Open the Grafana dashboard

  1. Decode the secret. The login username is admin by default.

  2. Execute the port-forward command to host Grafana locally on port 3000.

    kubectl get secret --namespace <Namespace> grafana -o jsonpath="{.data.admin-password}" | base64 --decode ; echo

    export POD_NAME=$(kubectl get pods --namespace <Namespace> -l "app.kubernetes.io/name=grafana,app.kubernetes.io/instance=grafana" -o jsonpath="{.items[0].metadata.name}")

    kubectl --namespace default port-forward $POD_NAME 3000
  3. Sign in to the Grafana dashboard home page.

  4. Set Prometheus as the datasource:

    Go to settings, select Data sources. Then, select Add data source. Select Prometheus.

  5. Configure the URL settings to connect to your locally-hosted Prometheus setup, with the locally-hosted Grafana instance.

  6. Deploy prometheus and grafana on the same cluster, and use kubeDNS resolution. For example, if you want to connect pod A to pod B, on pod A, the hostname of B should be:

    http://serviceNameOfPodB.<namespaceOfPodB>.svc.cluster.local:<port>

    This requires the following information:

    • Service name of where prometheus is hosted.
    • Namespace in which prometheus is hosted.
    • Port at which prometheus is hosted.

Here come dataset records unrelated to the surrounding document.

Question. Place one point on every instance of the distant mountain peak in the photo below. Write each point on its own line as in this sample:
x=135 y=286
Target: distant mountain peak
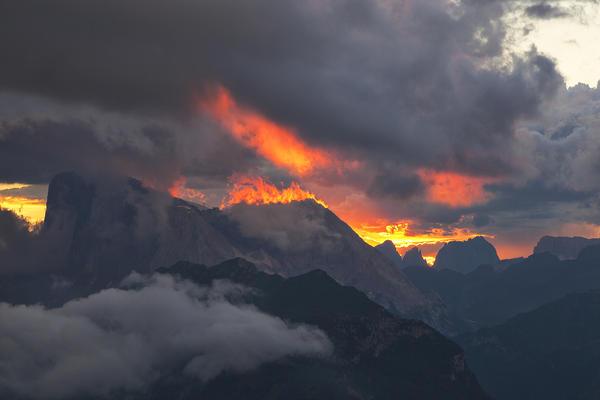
x=414 y=257
x=388 y=249
x=565 y=248
x=466 y=256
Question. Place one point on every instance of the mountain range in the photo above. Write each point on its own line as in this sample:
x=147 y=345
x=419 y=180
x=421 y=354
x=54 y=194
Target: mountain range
x=99 y=229
x=412 y=257
x=552 y=352
x=376 y=355
x=490 y=295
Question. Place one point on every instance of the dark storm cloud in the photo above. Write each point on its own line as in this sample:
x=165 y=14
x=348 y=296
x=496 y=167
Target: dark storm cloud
x=378 y=80
x=125 y=339
x=545 y=11
x=35 y=150
x=396 y=185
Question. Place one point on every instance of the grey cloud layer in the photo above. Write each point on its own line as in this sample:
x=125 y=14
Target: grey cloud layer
x=124 y=339
x=398 y=85
x=400 y=79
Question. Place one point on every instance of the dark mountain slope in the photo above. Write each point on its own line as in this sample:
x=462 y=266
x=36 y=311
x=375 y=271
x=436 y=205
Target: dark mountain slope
x=489 y=296
x=388 y=249
x=101 y=228
x=565 y=248
x=377 y=355
x=466 y=256
x=291 y=239
x=550 y=353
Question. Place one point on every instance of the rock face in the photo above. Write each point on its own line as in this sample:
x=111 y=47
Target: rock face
x=108 y=227
x=411 y=257
x=388 y=249
x=406 y=358
x=466 y=256
x=491 y=295
x=565 y=248
x=550 y=353
x=414 y=257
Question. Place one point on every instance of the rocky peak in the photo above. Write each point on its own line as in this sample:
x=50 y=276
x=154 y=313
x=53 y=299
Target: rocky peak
x=414 y=257
x=466 y=256
x=388 y=249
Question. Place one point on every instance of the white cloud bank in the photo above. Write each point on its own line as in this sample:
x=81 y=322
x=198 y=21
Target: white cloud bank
x=124 y=339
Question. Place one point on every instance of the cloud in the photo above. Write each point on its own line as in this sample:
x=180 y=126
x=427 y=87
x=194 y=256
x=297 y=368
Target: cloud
x=373 y=79
x=125 y=339
x=292 y=227
x=545 y=11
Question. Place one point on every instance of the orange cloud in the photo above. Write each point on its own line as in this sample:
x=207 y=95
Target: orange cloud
x=453 y=189
x=256 y=190
x=179 y=190
x=399 y=233
x=32 y=210
x=276 y=143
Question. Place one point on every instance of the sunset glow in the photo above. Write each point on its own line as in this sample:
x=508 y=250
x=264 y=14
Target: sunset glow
x=402 y=238
x=276 y=143
x=32 y=210
x=454 y=190
x=180 y=190
x=256 y=190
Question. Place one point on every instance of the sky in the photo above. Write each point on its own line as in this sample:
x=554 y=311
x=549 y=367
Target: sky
x=417 y=121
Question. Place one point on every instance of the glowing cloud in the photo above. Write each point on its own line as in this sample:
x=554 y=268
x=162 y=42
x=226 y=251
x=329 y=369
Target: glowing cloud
x=256 y=190
x=402 y=238
x=276 y=143
x=455 y=190
x=179 y=190
x=33 y=210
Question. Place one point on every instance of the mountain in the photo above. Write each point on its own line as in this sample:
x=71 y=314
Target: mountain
x=466 y=256
x=565 y=248
x=102 y=228
x=291 y=239
x=376 y=355
x=414 y=257
x=389 y=250
x=552 y=352
x=106 y=227
x=411 y=257
x=490 y=295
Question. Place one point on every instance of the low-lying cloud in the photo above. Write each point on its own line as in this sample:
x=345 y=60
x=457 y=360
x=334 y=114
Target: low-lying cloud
x=125 y=339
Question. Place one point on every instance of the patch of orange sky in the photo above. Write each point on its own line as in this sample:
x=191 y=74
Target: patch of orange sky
x=180 y=190
x=453 y=189
x=257 y=190
x=282 y=146
x=277 y=143
x=32 y=210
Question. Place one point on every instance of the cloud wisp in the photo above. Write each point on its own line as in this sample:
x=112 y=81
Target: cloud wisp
x=121 y=339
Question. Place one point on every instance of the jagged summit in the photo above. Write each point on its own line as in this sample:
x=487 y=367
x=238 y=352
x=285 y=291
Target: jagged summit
x=466 y=256
x=388 y=249
x=414 y=257
x=111 y=226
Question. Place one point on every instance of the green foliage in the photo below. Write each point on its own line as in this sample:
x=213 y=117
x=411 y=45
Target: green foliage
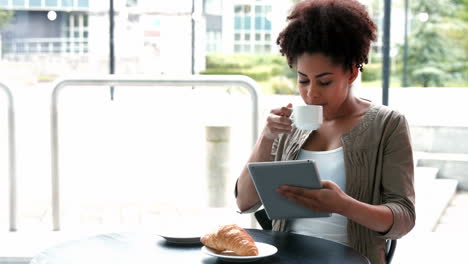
x=270 y=70
x=437 y=50
x=5 y=16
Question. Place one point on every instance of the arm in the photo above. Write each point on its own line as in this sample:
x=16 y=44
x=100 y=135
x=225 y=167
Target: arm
x=277 y=123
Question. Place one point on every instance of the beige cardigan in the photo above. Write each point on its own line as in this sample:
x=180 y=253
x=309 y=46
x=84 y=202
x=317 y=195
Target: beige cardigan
x=379 y=171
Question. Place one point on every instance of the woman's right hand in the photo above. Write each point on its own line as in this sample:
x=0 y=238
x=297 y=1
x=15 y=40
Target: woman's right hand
x=278 y=122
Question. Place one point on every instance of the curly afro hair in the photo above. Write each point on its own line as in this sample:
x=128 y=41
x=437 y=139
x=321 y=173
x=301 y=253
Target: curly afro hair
x=340 y=29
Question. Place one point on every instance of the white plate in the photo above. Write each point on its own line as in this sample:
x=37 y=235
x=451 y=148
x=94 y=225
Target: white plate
x=264 y=250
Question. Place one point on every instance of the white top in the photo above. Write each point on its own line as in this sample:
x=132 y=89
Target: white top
x=330 y=165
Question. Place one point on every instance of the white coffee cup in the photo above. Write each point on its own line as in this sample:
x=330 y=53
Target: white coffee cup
x=308 y=117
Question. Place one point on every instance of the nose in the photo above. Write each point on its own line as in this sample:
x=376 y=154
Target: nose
x=312 y=92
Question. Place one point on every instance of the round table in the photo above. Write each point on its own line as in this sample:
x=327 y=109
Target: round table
x=149 y=248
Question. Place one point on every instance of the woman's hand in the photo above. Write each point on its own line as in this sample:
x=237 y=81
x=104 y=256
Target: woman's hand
x=330 y=198
x=278 y=122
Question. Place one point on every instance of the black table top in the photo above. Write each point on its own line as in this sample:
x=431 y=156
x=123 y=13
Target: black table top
x=150 y=248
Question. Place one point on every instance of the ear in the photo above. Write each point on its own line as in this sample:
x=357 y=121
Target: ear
x=353 y=74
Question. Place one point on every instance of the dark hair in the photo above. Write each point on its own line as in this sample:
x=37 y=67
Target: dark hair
x=340 y=29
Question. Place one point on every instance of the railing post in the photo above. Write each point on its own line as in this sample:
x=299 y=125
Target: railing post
x=115 y=80
x=12 y=158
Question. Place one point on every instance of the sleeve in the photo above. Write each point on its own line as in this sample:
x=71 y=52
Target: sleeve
x=397 y=181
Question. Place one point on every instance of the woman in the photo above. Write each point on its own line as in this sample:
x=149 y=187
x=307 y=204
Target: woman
x=363 y=150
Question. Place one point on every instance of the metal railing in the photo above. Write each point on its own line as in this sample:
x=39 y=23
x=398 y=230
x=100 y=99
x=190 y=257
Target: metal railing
x=12 y=158
x=115 y=80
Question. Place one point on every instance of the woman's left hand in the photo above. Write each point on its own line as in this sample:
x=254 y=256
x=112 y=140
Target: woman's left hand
x=330 y=198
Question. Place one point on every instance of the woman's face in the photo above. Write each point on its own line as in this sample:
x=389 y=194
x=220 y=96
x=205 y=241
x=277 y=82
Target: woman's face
x=323 y=83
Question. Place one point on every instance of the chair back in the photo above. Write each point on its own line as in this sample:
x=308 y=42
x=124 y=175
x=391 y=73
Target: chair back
x=266 y=224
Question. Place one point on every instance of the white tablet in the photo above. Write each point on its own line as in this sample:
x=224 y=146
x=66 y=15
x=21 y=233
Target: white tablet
x=268 y=176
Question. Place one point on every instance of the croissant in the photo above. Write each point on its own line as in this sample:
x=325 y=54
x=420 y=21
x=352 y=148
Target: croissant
x=231 y=237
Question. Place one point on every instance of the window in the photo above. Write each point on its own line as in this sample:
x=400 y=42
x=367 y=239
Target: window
x=247 y=23
x=83 y=3
x=35 y=3
x=252 y=28
x=18 y=3
x=67 y=3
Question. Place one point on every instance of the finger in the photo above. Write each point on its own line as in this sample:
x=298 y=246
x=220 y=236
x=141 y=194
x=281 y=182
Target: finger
x=283 y=111
x=305 y=201
x=275 y=121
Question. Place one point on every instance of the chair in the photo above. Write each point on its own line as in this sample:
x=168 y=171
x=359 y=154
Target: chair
x=266 y=224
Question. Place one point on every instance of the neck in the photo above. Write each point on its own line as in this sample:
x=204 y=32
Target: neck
x=350 y=107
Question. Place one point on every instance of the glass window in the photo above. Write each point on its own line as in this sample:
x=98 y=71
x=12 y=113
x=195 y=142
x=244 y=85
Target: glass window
x=51 y=3
x=258 y=48
x=76 y=21
x=258 y=23
x=18 y=3
x=247 y=22
x=237 y=23
x=131 y=3
x=67 y=3
x=35 y=3
x=83 y=3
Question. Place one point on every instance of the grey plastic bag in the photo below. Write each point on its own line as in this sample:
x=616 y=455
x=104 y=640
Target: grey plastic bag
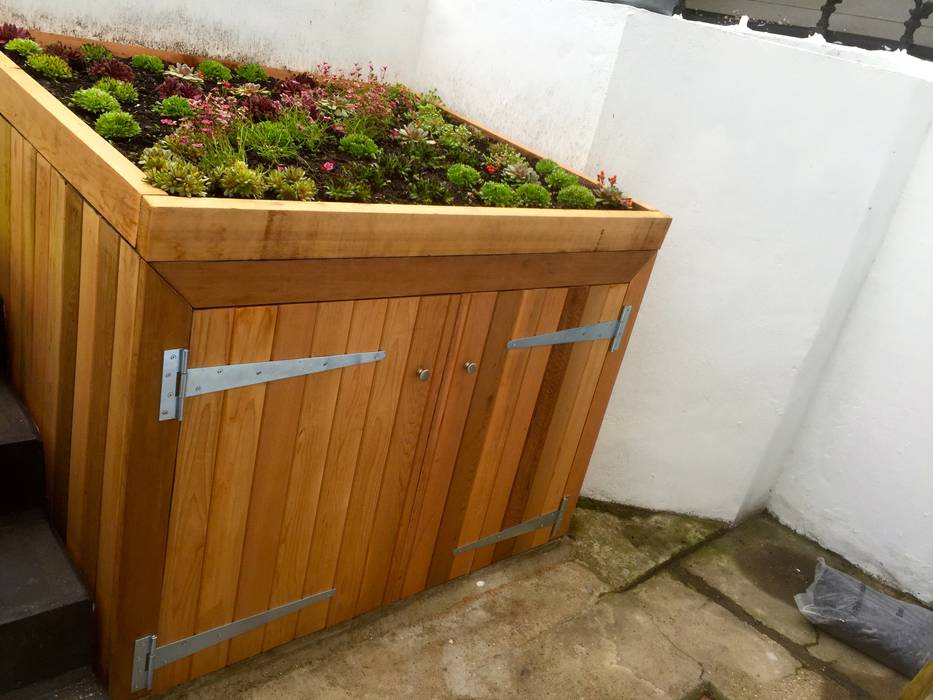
x=899 y=635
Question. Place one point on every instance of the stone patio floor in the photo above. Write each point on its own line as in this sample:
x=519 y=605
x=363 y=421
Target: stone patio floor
x=633 y=604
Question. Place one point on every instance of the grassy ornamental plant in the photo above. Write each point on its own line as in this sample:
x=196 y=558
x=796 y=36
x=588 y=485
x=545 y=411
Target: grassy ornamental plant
x=209 y=130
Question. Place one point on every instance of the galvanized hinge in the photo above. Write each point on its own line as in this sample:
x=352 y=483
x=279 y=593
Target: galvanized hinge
x=598 y=331
x=180 y=381
x=149 y=657
x=554 y=519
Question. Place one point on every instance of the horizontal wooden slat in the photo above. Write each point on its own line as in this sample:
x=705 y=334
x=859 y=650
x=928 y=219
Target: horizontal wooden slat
x=104 y=176
x=239 y=283
x=173 y=228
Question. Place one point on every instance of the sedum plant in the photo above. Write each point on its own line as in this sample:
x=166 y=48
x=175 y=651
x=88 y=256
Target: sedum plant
x=49 y=66
x=147 y=63
x=116 y=125
x=112 y=68
x=123 y=91
x=23 y=47
x=252 y=73
x=533 y=195
x=174 y=106
x=95 y=101
x=95 y=52
x=214 y=71
x=497 y=194
x=559 y=178
x=463 y=176
x=291 y=184
x=359 y=146
x=177 y=177
x=237 y=180
x=545 y=167
x=576 y=197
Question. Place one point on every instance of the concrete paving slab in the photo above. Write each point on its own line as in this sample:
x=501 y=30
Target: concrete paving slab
x=623 y=544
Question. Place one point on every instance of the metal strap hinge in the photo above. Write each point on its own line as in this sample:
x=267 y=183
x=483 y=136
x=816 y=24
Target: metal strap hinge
x=554 y=519
x=598 y=331
x=180 y=381
x=149 y=657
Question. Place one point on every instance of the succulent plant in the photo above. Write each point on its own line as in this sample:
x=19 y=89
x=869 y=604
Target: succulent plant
x=520 y=173
x=291 y=184
x=112 y=68
x=533 y=195
x=116 y=125
x=145 y=62
x=179 y=178
x=463 y=176
x=95 y=101
x=123 y=91
x=497 y=194
x=237 y=180
x=49 y=66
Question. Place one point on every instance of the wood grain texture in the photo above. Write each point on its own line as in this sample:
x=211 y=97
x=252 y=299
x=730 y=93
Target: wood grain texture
x=191 y=497
x=234 y=465
x=174 y=228
x=97 y=298
x=239 y=283
x=294 y=332
x=108 y=180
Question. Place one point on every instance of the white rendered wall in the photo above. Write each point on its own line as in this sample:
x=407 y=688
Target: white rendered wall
x=297 y=34
x=860 y=475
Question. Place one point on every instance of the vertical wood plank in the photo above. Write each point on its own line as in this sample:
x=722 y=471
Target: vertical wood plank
x=505 y=400
x=294 y=332
x=253 y=329
x=162 y=320
x=390 y=375
x=315 y=425
x=191 y=496
x=346 y=437
x=446 y=434
x=6 y=182
x=576 y=395
x=529 y=391
x=541 y=420
x=430 y=342
x=603 y=392
x=22 y=227
x=97 y=297
x=491 y=365
x=113 y=493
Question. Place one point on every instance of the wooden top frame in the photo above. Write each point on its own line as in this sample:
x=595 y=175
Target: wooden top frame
x=167 y=228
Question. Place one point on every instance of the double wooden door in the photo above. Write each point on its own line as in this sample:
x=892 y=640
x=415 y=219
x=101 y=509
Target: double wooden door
x=365 y=479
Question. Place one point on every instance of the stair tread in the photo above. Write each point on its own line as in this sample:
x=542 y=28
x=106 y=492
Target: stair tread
x=15 y=424
x=35 y=573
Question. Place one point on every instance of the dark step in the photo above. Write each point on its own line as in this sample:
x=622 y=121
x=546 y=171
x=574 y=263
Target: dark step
x=21 y=463
x=46 y=615
x=80 y=684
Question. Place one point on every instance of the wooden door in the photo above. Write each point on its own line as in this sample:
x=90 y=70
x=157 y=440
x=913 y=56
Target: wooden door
x=280 y=487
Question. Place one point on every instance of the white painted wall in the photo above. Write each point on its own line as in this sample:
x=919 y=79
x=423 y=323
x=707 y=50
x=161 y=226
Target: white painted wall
x=297 y=34
x=860 y=475
x=785 y=338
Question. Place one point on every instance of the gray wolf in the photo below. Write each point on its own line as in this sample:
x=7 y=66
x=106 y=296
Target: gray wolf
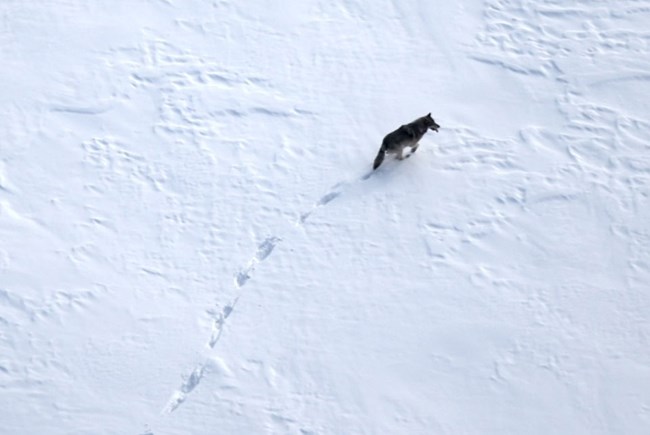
x=408 y=135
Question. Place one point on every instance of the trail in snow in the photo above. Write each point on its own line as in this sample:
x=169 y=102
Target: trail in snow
x=264 y=250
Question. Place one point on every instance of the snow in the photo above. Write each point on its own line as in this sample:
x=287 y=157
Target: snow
x=191 y=243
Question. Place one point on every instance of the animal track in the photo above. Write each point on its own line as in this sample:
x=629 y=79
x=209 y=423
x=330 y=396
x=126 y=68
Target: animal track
x=264 y=250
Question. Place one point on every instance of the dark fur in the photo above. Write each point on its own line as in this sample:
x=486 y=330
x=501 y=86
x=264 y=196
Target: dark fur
x=407 y=135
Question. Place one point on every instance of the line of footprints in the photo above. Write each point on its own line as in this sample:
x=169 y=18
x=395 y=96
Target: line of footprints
x=264 y=250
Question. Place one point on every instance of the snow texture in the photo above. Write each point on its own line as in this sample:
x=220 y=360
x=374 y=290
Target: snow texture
x=192 y=240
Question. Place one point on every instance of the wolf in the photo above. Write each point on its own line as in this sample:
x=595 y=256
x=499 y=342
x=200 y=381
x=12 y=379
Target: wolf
x=408 y=135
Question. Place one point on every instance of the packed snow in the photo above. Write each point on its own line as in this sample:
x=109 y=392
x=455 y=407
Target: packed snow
x=193 y=241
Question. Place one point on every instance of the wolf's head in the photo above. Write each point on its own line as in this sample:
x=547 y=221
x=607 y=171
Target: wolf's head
x=431 y=124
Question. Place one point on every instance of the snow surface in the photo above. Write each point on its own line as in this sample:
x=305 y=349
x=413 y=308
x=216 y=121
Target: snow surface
x=190 y=242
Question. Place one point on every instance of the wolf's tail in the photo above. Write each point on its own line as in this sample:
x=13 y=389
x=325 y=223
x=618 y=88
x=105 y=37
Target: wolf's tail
x=379 y=158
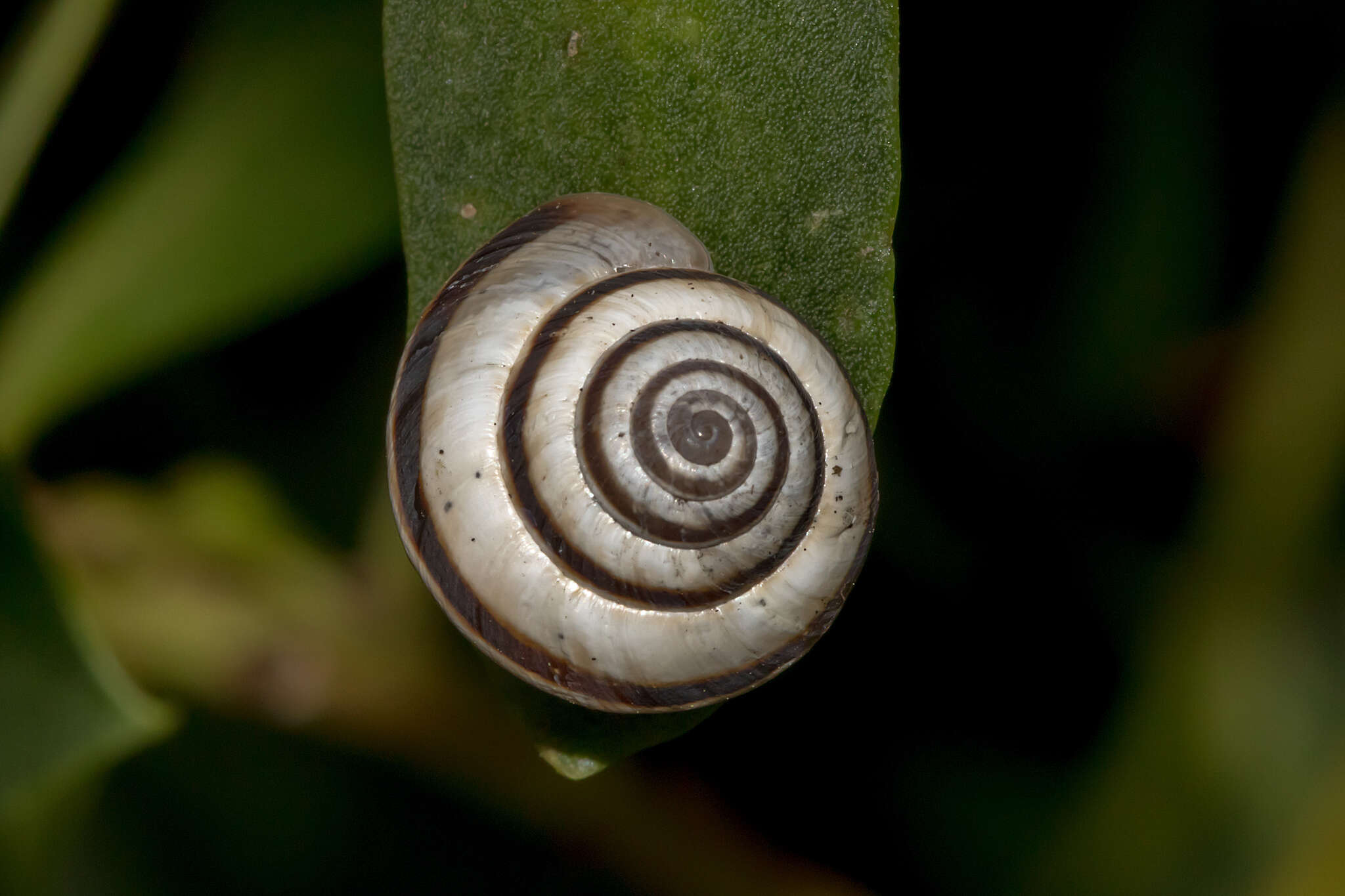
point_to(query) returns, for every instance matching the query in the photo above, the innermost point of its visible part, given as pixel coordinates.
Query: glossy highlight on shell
(634, 482)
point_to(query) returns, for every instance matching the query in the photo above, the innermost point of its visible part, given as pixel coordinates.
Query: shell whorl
(634, 482)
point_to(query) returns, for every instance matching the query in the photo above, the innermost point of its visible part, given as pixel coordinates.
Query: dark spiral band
(628, 508)
(485, 463)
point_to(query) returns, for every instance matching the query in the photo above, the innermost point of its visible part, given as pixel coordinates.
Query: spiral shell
(634, 482)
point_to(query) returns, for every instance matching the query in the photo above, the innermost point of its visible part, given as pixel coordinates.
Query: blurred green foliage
(1098, 648)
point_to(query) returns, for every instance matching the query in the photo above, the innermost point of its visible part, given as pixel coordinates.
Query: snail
(634, 482)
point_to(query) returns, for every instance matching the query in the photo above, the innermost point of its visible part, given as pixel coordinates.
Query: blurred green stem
(1235, 710)
(38, 74)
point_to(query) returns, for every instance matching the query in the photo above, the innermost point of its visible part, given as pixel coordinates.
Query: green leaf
(55, 45)
(770, 129)
(767, 128)
(263, 183)
(69, 710)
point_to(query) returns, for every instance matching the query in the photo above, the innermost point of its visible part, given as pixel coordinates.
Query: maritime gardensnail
(634, 482)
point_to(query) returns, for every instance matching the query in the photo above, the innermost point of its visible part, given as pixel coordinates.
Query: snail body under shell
(634, 482)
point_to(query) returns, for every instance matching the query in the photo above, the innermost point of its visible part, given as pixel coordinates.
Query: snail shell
(634, 482)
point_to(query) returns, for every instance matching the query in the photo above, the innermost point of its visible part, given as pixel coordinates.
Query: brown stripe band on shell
(525, 656)
(576, 563)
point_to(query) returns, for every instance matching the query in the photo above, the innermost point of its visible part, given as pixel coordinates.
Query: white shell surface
(471, 498)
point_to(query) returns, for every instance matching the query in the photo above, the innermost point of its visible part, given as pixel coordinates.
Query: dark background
(1090, 200)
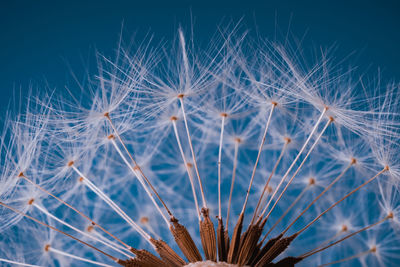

    This makes our present URL look like:

    http://my-release-kube-prometheus-prometheus.default.svc.cluster.local:9090/

    caution

    The final URL should be similar to the above URL, according to your system specifications. Any extra space or character in the URL field causes the data source testing to fail.

  7. Configure the Prometheus type and Prometheus version fields.

  8. Select Save & test. A confirmation that the data source is working displays.

Add a Grafana dashboard

Now you can add a dashboard to view metrics via query.

  • To add a dashboard, go to Go to Dashboards and then select New Dashboard and Add a new panel.